Hosting basics

Modern web infrastructure typically consists of:

  1. Origin server — where your actual content lives (traditional hosting, VPS, or object storage)
  2. CDN layer — caches and serves content from edge locations worldwide
  3. DNS — routes requests to the right place

For static sites, this can be simplified to a single service (Cloudflare Pages, Netlify) that handles all three layers.

DNS fundamentals

DNS translates human-readable domain names to IP addresses. Key concepts:

  • A record — points domain to IPv4 address
  • AAAA record — points domain to IPv6 address
  • CNAME — alias to another domain (not allowed at apex)
  • MX — mail server records
  • TXT — text data (SPF, DKIM, verification)

TTL determines how long records are cached. Lower TTL (300-900s) allows faster changes but increases query load.

CDN overview

CDN edge servers cache your content closer to visitors:

  • Reduces latency (faster page loads)
  • Offloads traffic from origin
  • Can absorb DDoS attacks
  • Provides WAF capabilities

Critical: configure cache TTL appropriately for different content types. HTML might be 1 hour, images 30 days, versioned assets 1 year.

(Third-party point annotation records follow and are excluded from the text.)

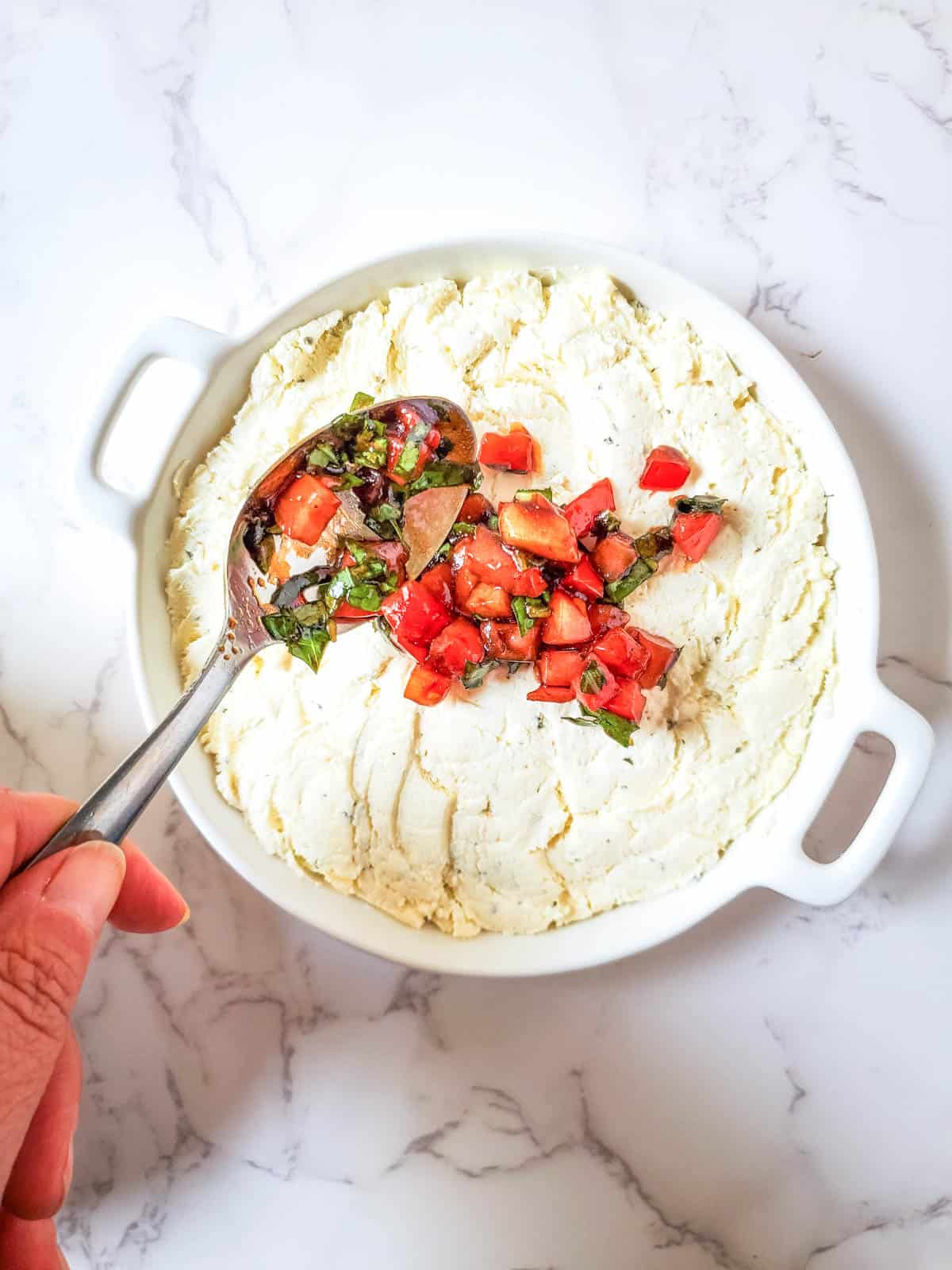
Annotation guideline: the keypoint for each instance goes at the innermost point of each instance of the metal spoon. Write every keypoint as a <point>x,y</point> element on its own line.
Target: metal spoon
<point>118,802</point>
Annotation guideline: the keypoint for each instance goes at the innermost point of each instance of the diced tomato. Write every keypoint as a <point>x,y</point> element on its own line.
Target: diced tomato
<point>393,556</point>
<point>305,508</point>
<point>696,531</point>
<point>666,469</point>
<point>425,686</point>
<point>606,618</point>
<point>535,525</point>
<point>475,508</point>
<point>514,452</point>
<point>558,667</point>
<point>489,559</point>
<point>465,581</point>
<point>613,556</point>
<point>348,614</point>
<point>662,656</point>
<point>438,579</point>
<point>456,645</point>
<point>414,615</point>
<point>622,653</point>
<point>543,694</point>
<point>628,702</point>
<point>505,641</point>
<point>584,578</point>
<point>406,419</point>
<point>568,622</point>
<point>530,583</point>
<point>582,511</point>
<point>493,562</point>
<point>594,698</point>
<point>489,601</point>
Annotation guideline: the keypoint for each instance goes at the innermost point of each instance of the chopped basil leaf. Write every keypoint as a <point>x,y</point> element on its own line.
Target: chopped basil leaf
<point>654,544</point>
<point>592,679</point>
<point>365,596</point>
<point>385,521</point>
<point>440,474</point>
<point>349,480</point>
<point>539,606</point>
<point>700,503</point>
<point>310,647</point>
<point>324,456</point>
<point>475,672</point>
<point>281,625</point>
<point>289,591</point>
<point>640,572</point>
<point>613,725</point>
<point>340,583</point>
<point>522,615</point>
<point>606,522</point>
<point>408,460</point>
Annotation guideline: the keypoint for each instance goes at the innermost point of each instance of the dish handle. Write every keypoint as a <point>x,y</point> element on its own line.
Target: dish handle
<point>799,876</point>
<point>171,337</point>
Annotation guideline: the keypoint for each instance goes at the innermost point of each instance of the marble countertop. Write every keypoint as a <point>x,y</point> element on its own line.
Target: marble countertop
<point>770,1091</point>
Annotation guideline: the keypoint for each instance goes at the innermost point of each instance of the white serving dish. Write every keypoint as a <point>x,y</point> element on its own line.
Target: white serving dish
<point>768,855</point>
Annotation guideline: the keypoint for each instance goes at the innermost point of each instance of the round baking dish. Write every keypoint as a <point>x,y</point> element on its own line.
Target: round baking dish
<point>768,855</point>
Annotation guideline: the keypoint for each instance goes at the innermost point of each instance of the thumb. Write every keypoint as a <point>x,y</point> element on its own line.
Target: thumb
<point>50,921</point>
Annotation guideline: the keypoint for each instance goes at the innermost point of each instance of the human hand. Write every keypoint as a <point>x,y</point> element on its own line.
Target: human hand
<point>50,921</point>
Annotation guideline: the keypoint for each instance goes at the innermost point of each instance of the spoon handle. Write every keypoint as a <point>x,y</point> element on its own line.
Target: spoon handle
<point>116,806</point>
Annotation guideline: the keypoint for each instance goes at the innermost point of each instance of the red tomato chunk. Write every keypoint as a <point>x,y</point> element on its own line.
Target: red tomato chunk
<point>666,469</point>
<point>513,452</point>
<point>606,618</point>
<point>582,511</point>
<point>628,702</point>
<point>584,579</point>
<point>456,645</point>
<point>414,615</point>
<point>305,508</point>
<point>696,531</point>
<point>558,667</point>
<point>427,687</point>
<point>535,525</point>
<point>488,601</point>
<point>505,643</point>
<point>615,556</point>
<point>662,656</point>
<point>622,653</point>
<point>438,581</point>
<point>568,622</point>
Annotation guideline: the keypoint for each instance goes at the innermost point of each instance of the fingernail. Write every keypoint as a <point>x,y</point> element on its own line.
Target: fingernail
<point>67,1172</point>
<point>88,883</point>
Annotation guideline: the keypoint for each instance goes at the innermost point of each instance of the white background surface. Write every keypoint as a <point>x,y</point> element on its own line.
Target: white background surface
<point>772,1090</point>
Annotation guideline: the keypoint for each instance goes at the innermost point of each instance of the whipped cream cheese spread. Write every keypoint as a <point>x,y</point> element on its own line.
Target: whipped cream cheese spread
<point>488,812</point>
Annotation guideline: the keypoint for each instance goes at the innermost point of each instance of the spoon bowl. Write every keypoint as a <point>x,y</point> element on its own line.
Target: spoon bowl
<point>428,518</point>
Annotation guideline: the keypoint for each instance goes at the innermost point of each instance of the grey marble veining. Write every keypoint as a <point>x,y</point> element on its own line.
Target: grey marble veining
<point>767,1092</point>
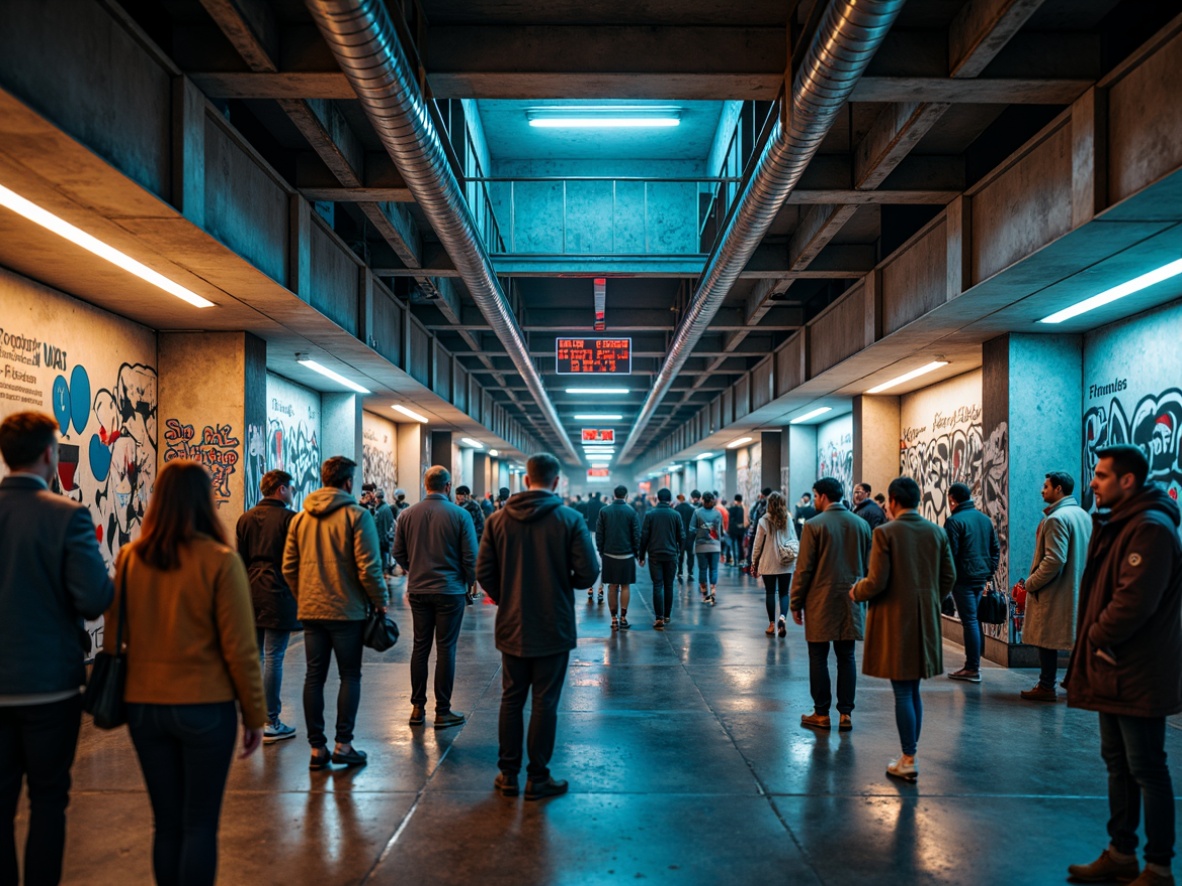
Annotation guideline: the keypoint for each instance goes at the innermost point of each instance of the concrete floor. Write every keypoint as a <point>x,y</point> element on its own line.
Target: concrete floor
<point>687,764</point>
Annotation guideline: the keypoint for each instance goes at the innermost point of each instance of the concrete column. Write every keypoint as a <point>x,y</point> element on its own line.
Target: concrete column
<point>876,430</point>
<point>213,391</point>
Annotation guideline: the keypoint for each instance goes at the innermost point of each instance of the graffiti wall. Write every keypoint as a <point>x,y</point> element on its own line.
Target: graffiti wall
<point>1132,395</point>
<point>293,434</point>
<point>96,373</point>
<point>835,451</point>
<point>378,447</point>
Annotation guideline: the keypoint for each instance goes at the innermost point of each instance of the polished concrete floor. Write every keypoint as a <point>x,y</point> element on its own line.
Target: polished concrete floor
<point>687,764</point>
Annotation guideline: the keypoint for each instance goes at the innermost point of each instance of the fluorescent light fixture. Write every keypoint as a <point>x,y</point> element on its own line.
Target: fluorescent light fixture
<point>1117,292</point>
<point>78,236</point>
<point>408,412</point>
<point>813,414</point>
<point>329,373</point>
<point>908,376</point>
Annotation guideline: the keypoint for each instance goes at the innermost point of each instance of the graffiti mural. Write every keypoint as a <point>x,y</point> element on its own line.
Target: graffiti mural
<point>1155,424</point>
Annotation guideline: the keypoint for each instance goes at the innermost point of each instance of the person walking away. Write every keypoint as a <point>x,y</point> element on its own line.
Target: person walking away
<point>261,534</point>
<point>1127,663</point>
<point>617,538</point>
<point>435,542</point>
<point>773,558</point>
<point>534,554</point>
<point>706,532</point>
<point>51,578</point>
<point>976,554</point>
<point>686,512</point>
<point>1060,552</point>
<point>662,539</point>
<point>190,652</point>
<point>332,565</point>
<point>866,507</point>
<point>835,552</point>
<point>910,572</point>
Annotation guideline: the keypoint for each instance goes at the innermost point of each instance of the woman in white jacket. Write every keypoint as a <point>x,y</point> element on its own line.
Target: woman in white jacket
<point>774,558</point>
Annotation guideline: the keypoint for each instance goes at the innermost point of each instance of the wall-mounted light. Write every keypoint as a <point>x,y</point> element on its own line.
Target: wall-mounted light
<point>329,373</point>
<point>47,220</point>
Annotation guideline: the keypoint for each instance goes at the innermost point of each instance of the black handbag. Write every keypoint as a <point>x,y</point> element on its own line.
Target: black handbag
<point>381,633</point>
<point>103,698</point>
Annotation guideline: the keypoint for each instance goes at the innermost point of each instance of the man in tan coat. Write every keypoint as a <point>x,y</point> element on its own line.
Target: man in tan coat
<point>835,548</point>
<point>1060,554</point>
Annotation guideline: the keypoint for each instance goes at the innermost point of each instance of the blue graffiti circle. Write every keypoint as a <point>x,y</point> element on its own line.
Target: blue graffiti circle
<point>79,397</point>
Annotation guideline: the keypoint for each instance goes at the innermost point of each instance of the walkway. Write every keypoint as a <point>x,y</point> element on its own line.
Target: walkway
<point>687,766</point>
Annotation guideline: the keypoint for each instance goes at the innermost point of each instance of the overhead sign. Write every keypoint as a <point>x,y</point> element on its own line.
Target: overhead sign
<point>601,356</point>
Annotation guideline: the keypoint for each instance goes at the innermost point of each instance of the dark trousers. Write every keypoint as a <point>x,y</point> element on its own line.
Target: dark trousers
<point>322,642</point>
<point>437,618</point>
<point>38,743</point>
<point>545,678</point>
<point>662,574</point>
<point>818,676</point>
<point>1134,749</point>
<point>184,751</point>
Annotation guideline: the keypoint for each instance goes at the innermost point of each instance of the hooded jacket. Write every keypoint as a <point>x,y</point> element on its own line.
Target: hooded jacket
<point>534,554</point>
<point>332,561</point>
<point>1130,600</point>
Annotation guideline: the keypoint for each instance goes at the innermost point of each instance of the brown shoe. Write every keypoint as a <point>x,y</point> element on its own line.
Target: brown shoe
<point>1040,695</point>
<point>814,721</point>
<point>1104,870</point>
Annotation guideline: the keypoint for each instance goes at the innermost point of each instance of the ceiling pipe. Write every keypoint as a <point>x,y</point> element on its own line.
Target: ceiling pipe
<point>848,37</point>
<point>363,38</point>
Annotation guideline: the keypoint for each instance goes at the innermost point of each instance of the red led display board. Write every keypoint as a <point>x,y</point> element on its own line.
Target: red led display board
<point>597,356</point>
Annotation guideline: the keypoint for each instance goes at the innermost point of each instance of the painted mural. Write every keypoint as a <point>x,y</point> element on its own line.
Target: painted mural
<point>293,435</point>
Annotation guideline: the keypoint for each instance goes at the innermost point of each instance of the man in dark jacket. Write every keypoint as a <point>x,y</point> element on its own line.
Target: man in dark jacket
<point>51,578</point>
<point>975,553</point>
<point>1127,664</point>
<point>617,538</point>
<point>534,554</point>
<point>662,539</point>
<point>686,510</point>
<point>261,535</point>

Serving old paths reliably

When maintaining historical URLs (for citations, backlinks, or user bookmarks):

  1. Exact path preservation — serve content at the original URL when possible
  2. 301 redirects — when consolidating, use permanent redirects
  3. Pattern consistency — don't randomly change URL structures
  4. Test regularly — verify old paths still resolve

This approach ensures links remain functional over time without breaking references in academic papers, documentation, or bookmarks.